In 2006, dissident writer Liu Xiaobo called on writers around the world to pay greater attention to what he described as a lack of freedom for writing in China.
Four years later, although Liu is in jail and effectively silenced, he got his wish.
The Nobel Committee named him this year's peace laureate, which elevated his argument and the issue of China's human rights record to the top of worldwide concerns.
Liu says if the Chinese people have the support of the whole world, they can work together to change China from a totalitarian state to "a free nation," where each person can express him or herself freely.
Why he was imprisoned
A year ago, a Chinese court convicted Liu of subversion and sentenced him to 11 years in prison. He had disappeared into police custody a year earlier, in late 2008, shortly before the public release of Charter 08, a manifesto he helped organized that calls for freedom of expression and political reform in China. More than 300 Chinese people initially signed the document, which has now gained more than 10,000 signatures online.
Beijing has expressed its fury at the award going to someone it considers a criminal.
Foreign Ministry spokeswoman Jiang Yu indicated her government sees it as an insult to China's judicial independence and as interference in China's internal affairs.
Jiang accused the Nobel Committee of openly supporting criminal activity in China.
She also called the committee members "clowns" and accused them of "orchestrating an anti-China farce."
The spokeswoman says any attempt to"make an issue out of Liu Xiaobo," or to change China's political system or development path, will not succeed. She says China will never succumb to what she described as "coercive practices."

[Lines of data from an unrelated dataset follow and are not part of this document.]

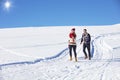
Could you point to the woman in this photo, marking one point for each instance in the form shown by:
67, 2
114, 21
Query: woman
72, 44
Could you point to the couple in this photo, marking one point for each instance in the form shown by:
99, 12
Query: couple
85, 40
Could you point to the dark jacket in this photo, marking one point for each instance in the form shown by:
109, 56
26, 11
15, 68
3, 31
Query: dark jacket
86, 38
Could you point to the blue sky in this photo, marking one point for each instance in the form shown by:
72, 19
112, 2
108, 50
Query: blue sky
25, 13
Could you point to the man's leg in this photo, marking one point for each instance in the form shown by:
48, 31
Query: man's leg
75, 54
84, 47
70, 52
88, 48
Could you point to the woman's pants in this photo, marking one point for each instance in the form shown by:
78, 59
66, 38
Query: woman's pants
74, 50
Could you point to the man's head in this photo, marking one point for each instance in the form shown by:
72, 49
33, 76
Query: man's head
85, 30
73, 29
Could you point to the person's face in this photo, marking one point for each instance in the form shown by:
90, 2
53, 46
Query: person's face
85, 31
72, 31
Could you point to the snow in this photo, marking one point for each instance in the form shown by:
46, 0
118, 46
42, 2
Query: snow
41, 53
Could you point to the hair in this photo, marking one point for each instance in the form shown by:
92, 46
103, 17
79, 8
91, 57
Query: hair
85, 29
73, 29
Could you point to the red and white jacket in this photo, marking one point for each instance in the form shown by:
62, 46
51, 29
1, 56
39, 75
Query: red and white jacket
72, 39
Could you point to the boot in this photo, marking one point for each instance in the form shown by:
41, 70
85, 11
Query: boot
70, 58
76, 59
86, 57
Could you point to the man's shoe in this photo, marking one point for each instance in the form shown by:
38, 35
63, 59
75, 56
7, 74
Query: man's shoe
70, 58
76, 59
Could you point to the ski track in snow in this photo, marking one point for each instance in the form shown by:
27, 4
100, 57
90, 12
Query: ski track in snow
81, 70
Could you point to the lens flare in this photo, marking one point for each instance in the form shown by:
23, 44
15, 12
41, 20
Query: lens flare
7, 4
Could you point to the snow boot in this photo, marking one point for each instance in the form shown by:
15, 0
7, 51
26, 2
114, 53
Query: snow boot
70, 58
76, 59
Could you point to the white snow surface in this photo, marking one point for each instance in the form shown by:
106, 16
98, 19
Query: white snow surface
41, 53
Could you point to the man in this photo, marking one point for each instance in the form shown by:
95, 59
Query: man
72, 44
86, 38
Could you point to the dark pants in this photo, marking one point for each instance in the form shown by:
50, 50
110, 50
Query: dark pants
88, 48
74, 50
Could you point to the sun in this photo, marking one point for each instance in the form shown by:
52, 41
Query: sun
7, 4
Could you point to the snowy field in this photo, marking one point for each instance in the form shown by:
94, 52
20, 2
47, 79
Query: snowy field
41, 53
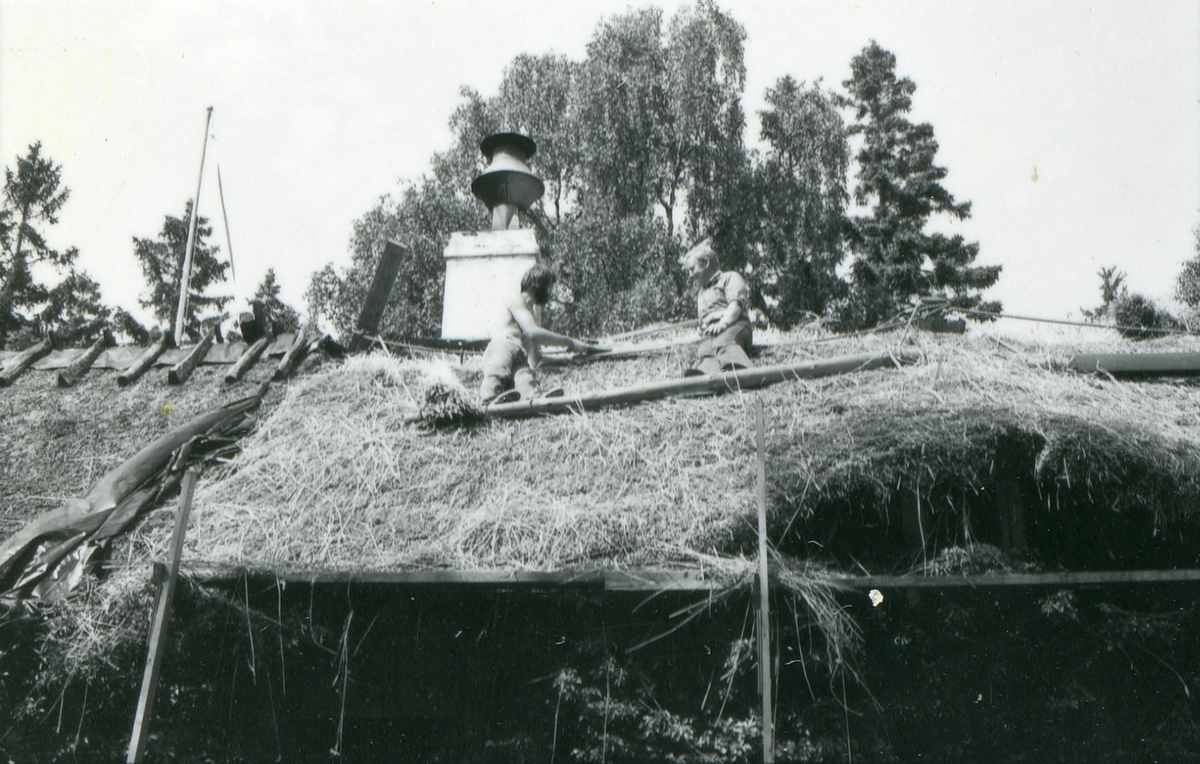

The government reaction included putting Liu's wife, Liu Xia, under house arrest, even though she is not accused of committing a crime. His relatives have been blocked from leaving China, which means no one from his family will be able to go to Oslo to receive the award.
By tradition only the laureate or his family can accept the award.
Initially, Liu Xia was able to send out messages via the Internet.
She saw her husband after the announcement and said he dedicated the award to the "lost souls of June 4th," a reference to the hundreds of people killed when Chinese troops suppressed pro-democracy demonstrations in Tiananmen Square in June 1989. Liu Xiaobo had been active then, and spent time in jail following that crackdown.
Before her Internet was cut off, Liu Xia issued a list of names of more than 100 people she wanted to attend the Nobel ceremony to honor her husband.
Journalist Li Datong, who has often criticized the Chinese government for censorship and other issues, was on her list.
Li says although he has a passport and would have been honored attend on Liu Xiaobo's behalf, he cannot go.
Li says Chinese authorities are using the list like a tool, to determine which people to ban from leaving the country.
Another on the list, Dai Qing, was already overseas when the Nobel announcement was made. She initially planned to attend the ceremony, since she thought she was the only one able to go. But she changed her plans after another person on the list, who is living in the United States, said he would attend.
One reason she canceled her plans is she feared the government would not let her return to Beijing.
The veteran activist says the government did not warn her directly, but that she was "mentally prepared" that if she went to Oslo, she would not be allowed back into the country. She cited the case of another dissident, Feng Zhenghu, who spent months at an airport in Tokyo before authorities allowed him to return to China earlier this year.
Now, although Dai has returned to Beijing, she cannot even meet friends for lunch, because police block her from leaving her house.
Dai is hopeful that after the Nobel ceremomy, the situation will improve in China, and that she will at least be able to freely come and go from her own home. But journalist Li Datong says he thinks things will not loosen up until next year, at the earliest.
For Liu, however, it may be years before he once again is freed from prison.